Today, military service members are held accountable for a list of social regulations that would seem intolerable to most of society. Uncle Sam dictates everything from a service member’s haircut, tattoos and hem length to his relationship with his wife. (Although adultery is regarded as a moral and ethical issue by most of civilization, it is still a crime in the United States military.)
The military is so rigid and perhaps antiquated by some standards that it almost lacks freedom and democracy. Indeed, a popular saying is, “[the military] is protecting democracy, not practicing it.”
And yet, there is one area of modern society that the military seems to have almost rushed (even beaten the rest of civilization) to embrace: the “it’s all about me” phenomenon. For decades now, the military’s acceptance of this worldview has been couched in the phrase “an all-volunteer military.”

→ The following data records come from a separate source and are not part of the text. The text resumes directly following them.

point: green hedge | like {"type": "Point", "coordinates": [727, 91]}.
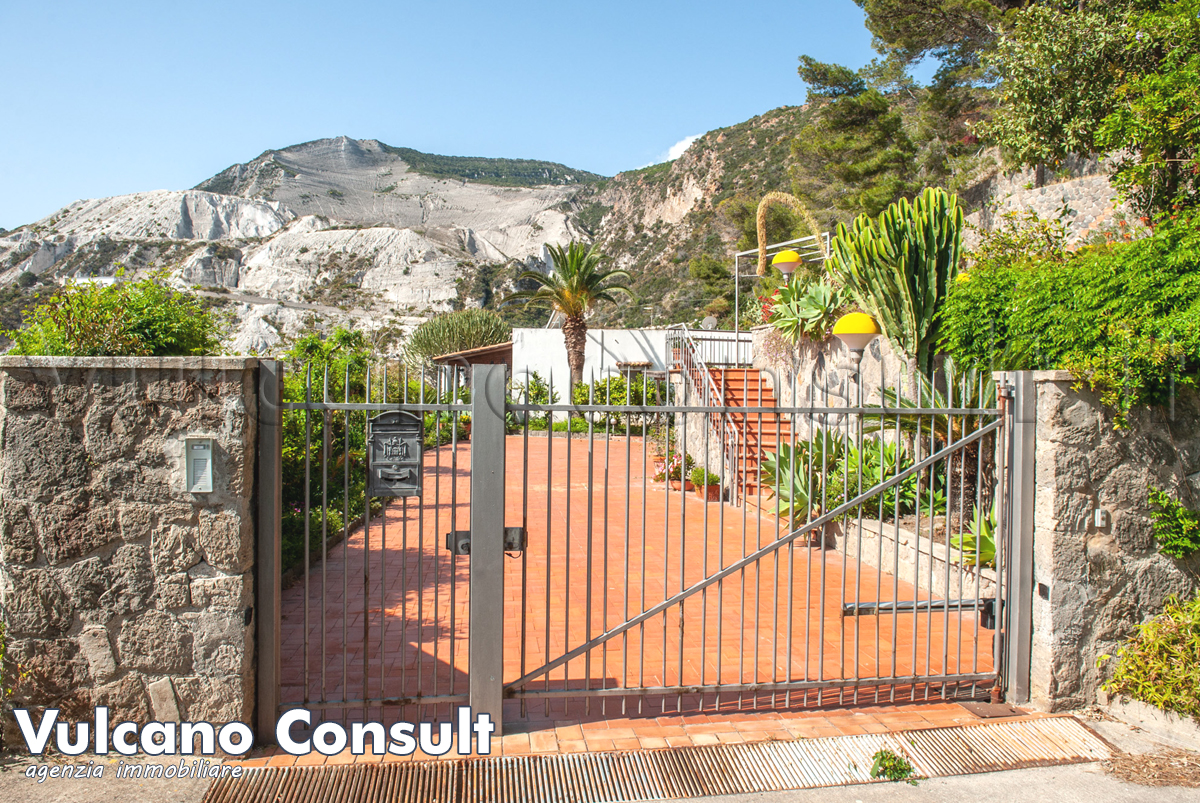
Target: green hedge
{"type": "Point", "coordinates": [1161, 664]}
{"type": "Point", "coordinates": [1123, 317]}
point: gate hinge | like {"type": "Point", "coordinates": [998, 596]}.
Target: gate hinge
{"type": "Point", "coordinates": [459, 540]}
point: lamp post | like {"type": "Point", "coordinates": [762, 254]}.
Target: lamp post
{"type": "Point", "coordinates": [786, 263]}
{"type": "Point", "coordinates": [856, 330]}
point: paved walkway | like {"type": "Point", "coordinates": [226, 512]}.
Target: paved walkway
{"type": "Point", "coordinates": [605, 544]}
{"type": "Point", "coordinates": [676, 731]}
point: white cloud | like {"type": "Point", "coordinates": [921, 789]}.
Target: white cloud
{"type": "Point", "coordinates": [675, 151]}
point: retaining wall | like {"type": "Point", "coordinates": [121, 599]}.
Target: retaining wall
{"type": "Point", "coordinates": [119, 587]}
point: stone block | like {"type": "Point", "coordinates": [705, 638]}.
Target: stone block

As someone who has been a military dependent since the day she was born, I can tell you there is nothing “volunteer” about the military once you have volunteered to join. I understand why this phrase came to be, in order to distinguish from conscripted service days, but it is disingenuous considering all that the military actually entails.
From the day a person enlists, the military owns him. He doesn’t get to decide when he deploys or where he lives. There is no suggestions box — “How do you feel about this commitment?” — before going off to war. Even after that person retires, the military still lays claim to him and can recall him into active duty if the nation sees fit. And there is virtually no part of your life — save your sexual orientation or gender — that Uncle Sam doesn’t make his business.
Still, we call service members “volunteers,” and a new generation is biting at a way of life for which they aren’t prepared.
Remember the old posters from World War II that showed Uncle Sam, with his foreboding brow and pointing finger, declaring “I want YOU for the U.S. Army”? That was truth in advertising. You can almost envision Uncle Sam reaching through the paper, grabbing you by the shirt collar and dragging you off to battle.
Just a decade later, the U.S. Army changed its slogan to “Look Sharp, Be Sharp, Go Army!” and in the 1970s it changed again to the unbelievable, “Today’s Army Wants to Join You,” which is quite progressive in its warm-fuzziness. By 1980, the Army changed its slogan again, this time to “Be All That You Can Be.”
The Navy’s transformation has been even worse: “The Navy, it’s not just a job, it’s an adventure,” “Accelerate your life,” etc.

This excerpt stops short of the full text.